In the health fields, researchers developed an acoustic holography technique that allows medical personnel to view internal organs without an operation, detect fetal abnormalities, and locate blood clots. Other technologies developed included a simple, effective method to measure the loss of minerals from bones and an intravaginal contraceptive device.
The decade closed on one of the most publicized activities at the Laboratory, the creation of the Moonlight Mice. Built by a team of researchers in their off-hours, these three mice competed in several regional competitions as well as the national contest sponsored by IEEE Spectrum. The goal was simple, complete the 8-foot-by-8-foot maze as fast as possible. The Moonlight Express proved its decision-making abilities with the best learning capability through the maze in sequential runs. Its times improved from an initial run of 1 minute 41 seconds to 31.1 seconds on the third run. The Moonlight Flash and Moonlight Special finished first and third, respectively, in the wall hugger category. In this category, no computer processing was involved. The mice simply hugged one wall of the maze and went as fast possible. Superior maneuverability was the key here.
In May 1980, the dormant volcano Mount St. Helens erupted. Immediately afterwards, Pacific Northwest researchers began collecting and analyzing samples of ash to determine potential environmental and health impacts. The Laboratory was also involved in public education efforts.
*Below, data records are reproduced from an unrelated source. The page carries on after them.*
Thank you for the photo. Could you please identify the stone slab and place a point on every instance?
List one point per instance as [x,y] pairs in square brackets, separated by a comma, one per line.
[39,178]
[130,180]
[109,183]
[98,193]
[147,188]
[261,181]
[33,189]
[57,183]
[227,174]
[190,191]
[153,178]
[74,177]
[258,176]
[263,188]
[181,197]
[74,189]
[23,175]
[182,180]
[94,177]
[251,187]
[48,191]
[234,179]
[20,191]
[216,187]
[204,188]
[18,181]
Health-related work continued to be a focus at Pacific Northwest. One example was the first portable blood irradiator. Research on this technology began in the early 1970s. Then, there were no mechanisms to treat blood diseases and help suppress rejection of transplanted organs or tissues. The manufacture and delivery of the irradiators and the development of safer, more effective protocols occurred between the Laboratory and Fred Hutchinson Cancer Research Center. It was Pacific Northwest's first Cooperative Research and Development Agreement. A CRADA is a contractual agreement between a federal laboratory and one or more industrial or university partners who agree to collaborate, share costs, and pool the results on a particular research and development project.
In the mid-1980s, Pacific Northwest Laboratory became one of the multiprogram laboratories in the U.S. Department of Energy's national laboratory system and in October, 1987 absorbed the programs and research staff from the former Hanford Engineering Development Laboratory. While there are dozens of national laboratories, there are only nine multiprogram national laboratories. These labs augment America's existing academic and industrial research infrastructure. Research at the laboratories addresses national needs in such areas as environment, national security, health, manufacturing, high-performance computing, advanced materials, and other areas.
In 1995, the Laboratory officially added "National" to its name, becoming the Pacific Northwest National Laboratory.
In October 1996, after almost 10 years of planning, EMSL opened its doors to researchers from scientific communities around the world. Other lab work included reducing pollutants, turning waste products into valuable chemicals, and allowing people to make better informed decisions about the environment.
The Laboratory worked as part of a national program involving automobile manufacturers. Researchers at the Laboratory worked on perfecting superplastic forming, a method to produce strong, lightweight vehicle parts. These lighter parts will allow the vehicle to use less gasoline, increase performance, and reduce pollution. Working with a private company, researchers at Pacific Northwest created a way to convert wood pulp, a waste product from the paper manufacturing process, into levulinic acid.
Researchers at Pacific Northwest also studied the global environment create effective global climate models, including cloud formation and radiative properties of clouds. In addition, the Laboratory created energy efficiency centers to promote economic growth while mitigating its harmful effects and participating on the United Nations panel on climate change assessments.